Em curso desde maio, o projeto Documentar a Música de Angola pretende, após entrevistas e pesquisas, produzir e editar um triplo CD, um DVD e um catálogo.
Proposto ao Banco de Desenvolvimento de Angola, que o financia no âmbito da área de responsabilidade social que apoia a cultura, à custa dos “cinco por cento de receitas de petróleo livres de impostos”, o projeto, da consultora UPF–Comunicação e Relações Públicas, pretende “dar voz aos músicos”, resume Ulika dos Santos.
“Não queremos ser nós a ter o ‘snobismo’ de escolher uma 'playlist' e apresentá-la, queremos que os músicos falem e digam o que é realmente importante”, explica.
“Os músicos precisam de ser ouvidos”, sustenta, recordando a “riqueza muito particular” da música angolana, que “influenciou muito a música do Brasil e a música portuguesa, ao nível do fado”, cujas origens algumas investigações atribuem ao lundu, “dança levada pelos escravos de Angola para o Brasil”, no século XVIII.
Outra dança-cantada ligada aos escravos negros, a umbigada, explica por que, ainda hoje, alguns fadistas mantêm o ritual de só se mexerem da cintura para cima, exemplifica, destacando a “importância crucial” no que aos instrumentos musicais diz respeito, com estes a serem “replicados em vários países, como Cuba, Colômbia”.

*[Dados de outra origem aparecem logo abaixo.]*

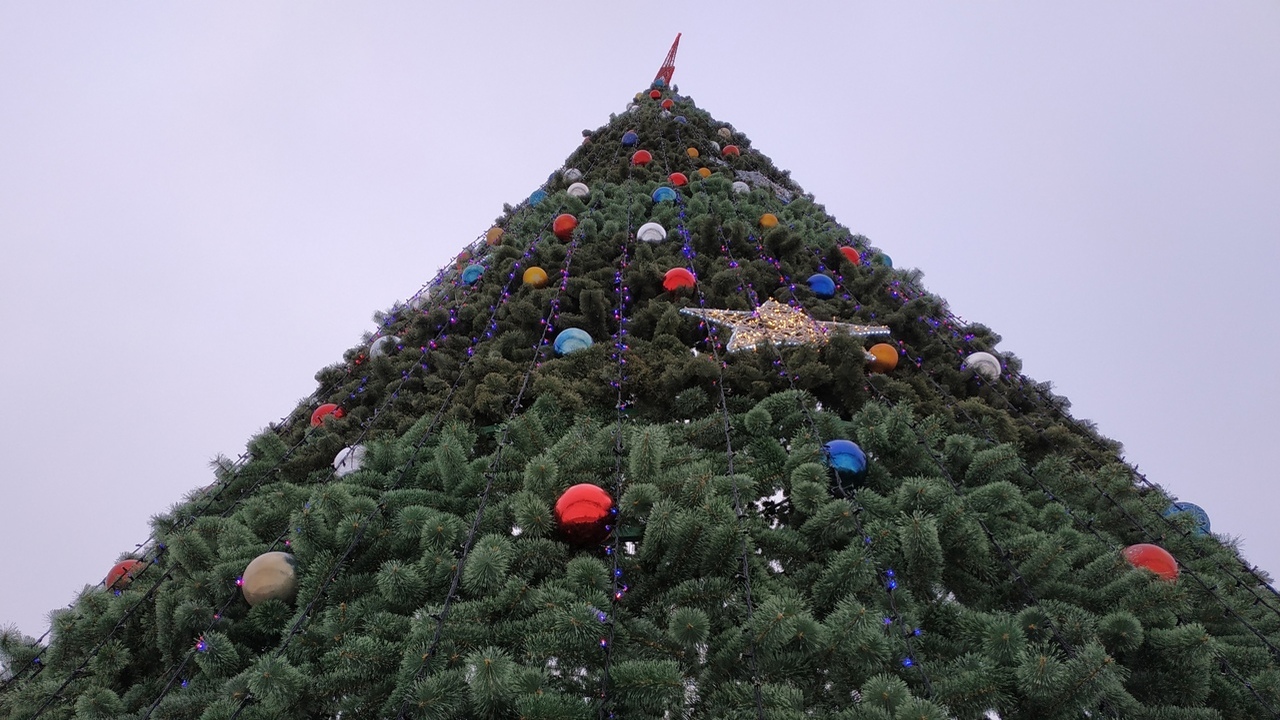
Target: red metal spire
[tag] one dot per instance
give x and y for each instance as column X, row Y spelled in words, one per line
column 668, row 65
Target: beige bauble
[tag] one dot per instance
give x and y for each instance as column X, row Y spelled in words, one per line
column 272, row 575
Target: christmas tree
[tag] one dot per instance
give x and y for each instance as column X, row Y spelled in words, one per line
column 667, row 441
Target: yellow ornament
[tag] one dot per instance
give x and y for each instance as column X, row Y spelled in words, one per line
column 535, row 277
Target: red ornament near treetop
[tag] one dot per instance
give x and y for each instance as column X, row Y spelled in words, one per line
column 584, row 514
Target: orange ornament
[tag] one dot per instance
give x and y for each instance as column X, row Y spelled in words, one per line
column 886, row 358
column 563, row 226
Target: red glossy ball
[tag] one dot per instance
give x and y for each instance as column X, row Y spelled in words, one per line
column 563, row 226
column 677, row 278
column 122, row 574
column 584, row 514
column 1152, row 557
column 324, row 411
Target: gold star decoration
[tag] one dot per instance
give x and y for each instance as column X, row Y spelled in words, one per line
column 778, row 324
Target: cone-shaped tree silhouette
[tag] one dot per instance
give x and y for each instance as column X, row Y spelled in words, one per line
column 800, row 528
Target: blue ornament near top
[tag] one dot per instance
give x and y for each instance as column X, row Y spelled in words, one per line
column 663, row 194
column 571, row 340
column 822, row 285
column 848, row 461
column 1196, row 511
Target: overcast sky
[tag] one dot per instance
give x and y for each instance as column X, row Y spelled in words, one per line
column 201, row 204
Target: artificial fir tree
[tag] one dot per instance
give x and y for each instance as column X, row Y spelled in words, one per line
column 667, row 441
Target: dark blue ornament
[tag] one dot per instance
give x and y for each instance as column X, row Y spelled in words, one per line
column 849, row 464
column 1196, row 511
column 822, row 285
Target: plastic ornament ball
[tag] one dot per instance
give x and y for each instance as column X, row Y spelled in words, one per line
column 1194, row 511
column 885, row 358
column 652, row 232
column 348, row 460
column 679, row 278
column 325, row 411
column 984, row 364
column 272, row 575
column 535, row 277
column 1152, row 557
column 584, row 514
column 563, row 226
column 848, row 461
column 822, row 285
column 122, row 574
column 571, row 340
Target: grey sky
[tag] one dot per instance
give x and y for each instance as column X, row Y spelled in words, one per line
column 202, row 204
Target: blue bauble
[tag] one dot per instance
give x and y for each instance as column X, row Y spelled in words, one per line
column 472, row 273
column 571, row 340
column 848, row 461
column 1196, row 511
column 663, row 194
column 822, row 285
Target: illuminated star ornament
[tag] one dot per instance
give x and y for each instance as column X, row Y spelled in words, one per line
column 778, row 324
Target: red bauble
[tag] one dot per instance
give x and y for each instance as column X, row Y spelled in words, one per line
column 677, row 278
column 1152, row 557
column 563, row 226
column 584, row 514
column 122, row 574
column 324, row 411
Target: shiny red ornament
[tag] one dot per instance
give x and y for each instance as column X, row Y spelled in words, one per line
column 677, row 278
column 122, row 574
column 584, row 514
column 1152, row 557
column 563, row 226
column 324, row 411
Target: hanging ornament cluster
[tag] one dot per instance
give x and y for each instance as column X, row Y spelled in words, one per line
column 571, row 340
column 848, row 463
column 584, row 514
column 652, row 232
column 1152, row 557
column 272, row 575
column 563, row 226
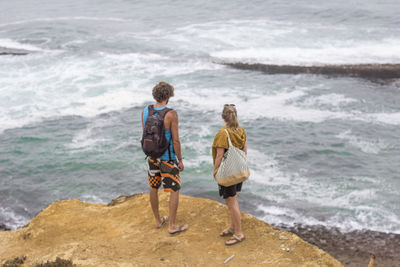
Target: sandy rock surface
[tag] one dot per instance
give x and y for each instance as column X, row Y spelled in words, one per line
column 123, row 233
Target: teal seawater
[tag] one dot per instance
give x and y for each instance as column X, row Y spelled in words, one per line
column 322, row 150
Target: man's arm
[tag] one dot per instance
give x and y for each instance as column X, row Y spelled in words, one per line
column 175, row 138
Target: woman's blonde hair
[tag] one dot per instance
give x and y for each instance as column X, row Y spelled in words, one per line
column 229, row 115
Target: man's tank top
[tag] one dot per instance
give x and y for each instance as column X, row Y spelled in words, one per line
column 167, row 133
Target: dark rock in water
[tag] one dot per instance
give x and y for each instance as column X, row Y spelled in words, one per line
column 3, row 227
column 352, row 248
column 14, row 52
column 367, row 71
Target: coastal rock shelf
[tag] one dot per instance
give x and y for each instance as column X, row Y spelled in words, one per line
column 123, row 233
column 367, row 71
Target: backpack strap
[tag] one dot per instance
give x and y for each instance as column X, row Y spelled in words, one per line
column 161, row 113
column 229, row 139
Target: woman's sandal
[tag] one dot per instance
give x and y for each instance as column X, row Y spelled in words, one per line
column 226, row 232
column 234, row 240
column 163, row 221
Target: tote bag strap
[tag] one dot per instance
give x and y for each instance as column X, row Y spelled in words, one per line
column 229, row 139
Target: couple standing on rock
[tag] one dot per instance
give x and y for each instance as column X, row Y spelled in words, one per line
column 161, row 143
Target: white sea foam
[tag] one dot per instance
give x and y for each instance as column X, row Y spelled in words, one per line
column 334, row 100
column 284, row 189
column 8, row 43
column 269, row 42
column 93, row 199
column 53, row 19
column 13, row 220
column 365, row 144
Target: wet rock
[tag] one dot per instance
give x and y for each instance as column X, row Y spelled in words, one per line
column 14, row 52
column 368, row 71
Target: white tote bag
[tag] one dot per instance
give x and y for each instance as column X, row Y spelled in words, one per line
column 233, row 168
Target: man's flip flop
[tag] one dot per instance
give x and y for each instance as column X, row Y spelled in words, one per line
column 234, row 240
column 163, row 221
column 180, row 230
column 226, row 232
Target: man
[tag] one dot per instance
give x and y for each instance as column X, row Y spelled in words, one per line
column 166, row 168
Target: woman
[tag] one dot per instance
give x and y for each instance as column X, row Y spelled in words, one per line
column 238, row 138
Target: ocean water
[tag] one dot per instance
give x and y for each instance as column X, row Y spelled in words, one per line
column 322, row 150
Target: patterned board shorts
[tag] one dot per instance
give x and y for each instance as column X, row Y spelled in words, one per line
column 165, row 172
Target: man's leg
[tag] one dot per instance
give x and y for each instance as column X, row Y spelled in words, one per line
column 173, row 209
column 154, row 205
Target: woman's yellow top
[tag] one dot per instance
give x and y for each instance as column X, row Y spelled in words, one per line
column 238, row 139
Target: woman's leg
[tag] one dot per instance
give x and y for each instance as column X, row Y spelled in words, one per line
column 234, row 211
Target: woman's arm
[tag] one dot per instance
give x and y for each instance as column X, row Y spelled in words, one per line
column 218, row 158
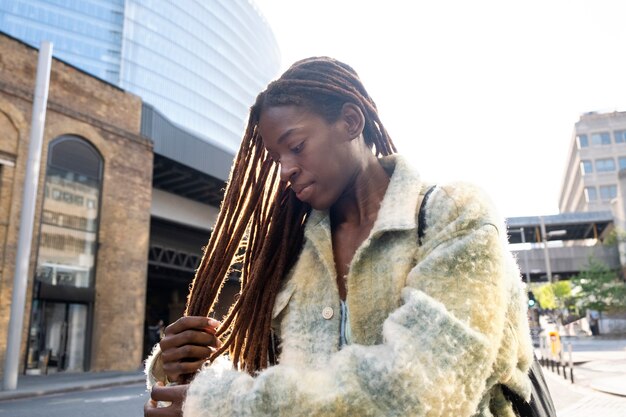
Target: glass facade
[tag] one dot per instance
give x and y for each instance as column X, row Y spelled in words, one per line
column 84, row 33
column 601, row 138
column 605, row 164
column 199, row 62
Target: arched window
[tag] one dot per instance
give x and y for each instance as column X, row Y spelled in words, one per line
column 66, row 256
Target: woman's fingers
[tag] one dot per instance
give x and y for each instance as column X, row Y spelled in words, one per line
column 192, row 322
column 165, row 401
column 186, row 352
column 188, row 337
column 174, row 370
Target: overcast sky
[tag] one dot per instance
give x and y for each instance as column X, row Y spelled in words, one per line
column 483, row 90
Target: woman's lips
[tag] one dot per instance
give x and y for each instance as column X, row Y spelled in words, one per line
column 303, row 192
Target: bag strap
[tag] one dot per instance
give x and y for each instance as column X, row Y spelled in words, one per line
column 421, row 215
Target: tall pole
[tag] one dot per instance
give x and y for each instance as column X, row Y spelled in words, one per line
column 31, row 181
column 525, row 258
column 544, row 237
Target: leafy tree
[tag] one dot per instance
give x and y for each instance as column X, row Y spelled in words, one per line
column 553, row 296
column 598, row 287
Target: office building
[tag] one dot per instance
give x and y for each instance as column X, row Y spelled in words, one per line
column 596, row 154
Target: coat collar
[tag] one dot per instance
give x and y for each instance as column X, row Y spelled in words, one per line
column 397, row 210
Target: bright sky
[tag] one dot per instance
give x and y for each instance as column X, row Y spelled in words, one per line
column 485, row 90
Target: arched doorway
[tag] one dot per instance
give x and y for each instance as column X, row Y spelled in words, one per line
column 63, row 297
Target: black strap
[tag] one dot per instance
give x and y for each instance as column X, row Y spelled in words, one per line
column 421, row 216
column 540, row 404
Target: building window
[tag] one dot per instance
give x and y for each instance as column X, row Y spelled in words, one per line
column 608, row 192
column 66, row 256
column 591, row 194
column 601, row 138
column 604, row 165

O CD triplo vai conter “três olhares” sobre a música: sobre “os sons primórdios”, recorrendo à etnomusicologia e à etnografia; sobre música urbana dos anos 1960 e 1970; e sobre música contemporânea, desde os anos 1980. O DVD mostrará o processo de trabalho e o catálogo conterá uma cronologia histórica.
A particularidade do projeto – que deverá estar concluído em dezembro – é não ter “o peso de ter que fazer escolhas comerciais”, sublinha a coordenadora.
Ao mesmo tempo que quer “recuperar” a produção de artistas angolanos conhecidos, como Bonga ou Rui Mingas, e trabalhos de investigação já feitos, o projeto vai analisar a ligação à música angolana de autores portugueses, como Paulo de Carvalho ou Luís Cília. A equipa, composta por nove colaboradores angolanos, portugueses ou luso-angolanos, assume também o objetivo de “encontrar inéditos”.
Ulika dos Santos adianta que “foram sinalizados alguns arquivos” que poderão ter "temas completamente novos”, frisando: “Não posso avançar muito (…), mas temos pistas muito fortes de arquivos que nunca foram ouvidos por ninguém até hoje.”
A audição desse material e a visita a arquivos e museus será feita durante a segunda deslocação a Angola, agendada para setembro/outubro, que levará a equipa “pelo menos” às províncias de Cabinda, Benguela e Bengo.
A primeira visita, que se inicia já no domingo e dura até dia 25, é uma “viagem de reconhecimento”, que se vai restringir a Luanda, a capital, onde a equipa tem agendadas entrevistas com músicos, críticos e outros peritos angolanos, nomeadamente do Ministério da Cultura, identificados com a ajuda de João Fortunato, “reputado crítico de música angolana” e consultor do projeto.